4 November 2016
Almighty God, you have knit together your elect in one communion and fellowship in the mystical body of your Son Christ our Lord: Give us grace so to follow your blessed saints in all virtuous and godly living, that we may come to those ineffable joys that you have prepared for those who truly love you; through Jesus Christ our Lord, who with you and the Holy Spirit lives and reigns, one God, in glory everlasting. Amen.
Dear Cathedral friends and Congregation of Saint Saviour,
Yesterday or the day before, you received a letter from the wardens and stewardship chair and a pledge card. I encourage you to read the letter. I also encourage you to explore what it means to give to the Congregation, to be a part of the Congregation, and in turn, the Cathedral, the Diocese, the Church, and above all, the body of Christ on earth. I also encourage you to give generously.
Today, I'm sitting in Diocesan Convention in Tarrytown, New York. Gathered together with priests and lay people from every corner of the diocese, we elect people to various offices, discuss and possibly approve changes to the structure and working of the diocese, and share meals and fellowship with others. Some people are from giant churches, some from small country churches, and, of course, our obscure and peculiar place within the Cathedral all gather together to, amongst other things, discuss what it means to be a Church.

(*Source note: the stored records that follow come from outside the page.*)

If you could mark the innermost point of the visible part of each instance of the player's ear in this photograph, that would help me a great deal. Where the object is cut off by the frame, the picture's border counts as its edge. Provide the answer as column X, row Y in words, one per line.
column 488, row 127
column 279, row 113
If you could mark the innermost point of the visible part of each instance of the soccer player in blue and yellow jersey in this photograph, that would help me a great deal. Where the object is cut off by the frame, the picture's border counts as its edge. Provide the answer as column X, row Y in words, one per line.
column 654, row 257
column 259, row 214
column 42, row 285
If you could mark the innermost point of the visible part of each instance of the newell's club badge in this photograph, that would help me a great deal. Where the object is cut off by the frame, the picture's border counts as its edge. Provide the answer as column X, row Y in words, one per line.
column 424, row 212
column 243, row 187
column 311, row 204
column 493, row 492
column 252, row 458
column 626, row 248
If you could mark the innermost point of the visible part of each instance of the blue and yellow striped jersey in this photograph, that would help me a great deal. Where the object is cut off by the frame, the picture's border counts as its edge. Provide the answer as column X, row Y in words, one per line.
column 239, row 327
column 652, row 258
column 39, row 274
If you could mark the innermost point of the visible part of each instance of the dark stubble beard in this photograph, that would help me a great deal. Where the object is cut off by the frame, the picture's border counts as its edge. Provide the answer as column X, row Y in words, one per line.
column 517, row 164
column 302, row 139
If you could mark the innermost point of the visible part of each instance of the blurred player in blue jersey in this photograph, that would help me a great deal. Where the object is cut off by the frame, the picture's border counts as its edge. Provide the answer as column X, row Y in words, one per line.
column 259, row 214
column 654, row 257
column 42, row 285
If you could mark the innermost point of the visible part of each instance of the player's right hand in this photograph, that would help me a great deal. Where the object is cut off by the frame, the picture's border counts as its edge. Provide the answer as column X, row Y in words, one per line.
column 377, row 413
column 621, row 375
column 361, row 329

Tomorrow, at the 11 AM service, there will be a very different gathering to celebrate what it means to be the Church. Moving the Feast of All Saints to Sunday, we will celebrate the baptisms of a whole host of babies and adults. Joined with everyone who worships in the Cathedral - congregants, tourists, quiet back row sitters and everyone in between will witness the vows and the transformative Sacrament as the body of Christ spreads forth into the world with water, oil, and the Spirit.
Some parts of all that, I must admit, I find more thrilling than other parts, but all are significant parts of who we are as a people, as a Congregation, as a Church, as a part of the Episcopal Church, and as the Body of Christ on earth. All remind us that we join in a full communion of saints in heaven and on earth in a whole array of forms. All give us chances to collaborate and collide and explore ways we have never imagined, perhaps misunderstood, and could ever renew of what it means as individuals and community seeking ever more to serve and partake of the endless gifts of Christ.
I hope to see you all before long. I hope to see your pledge cards. I hope to see you at the baptisms. I hope to witness you all ever more exploring what it means to be part of the body of Christ in the Cathedral and the Church.
In the meanwhile, you have my prayers.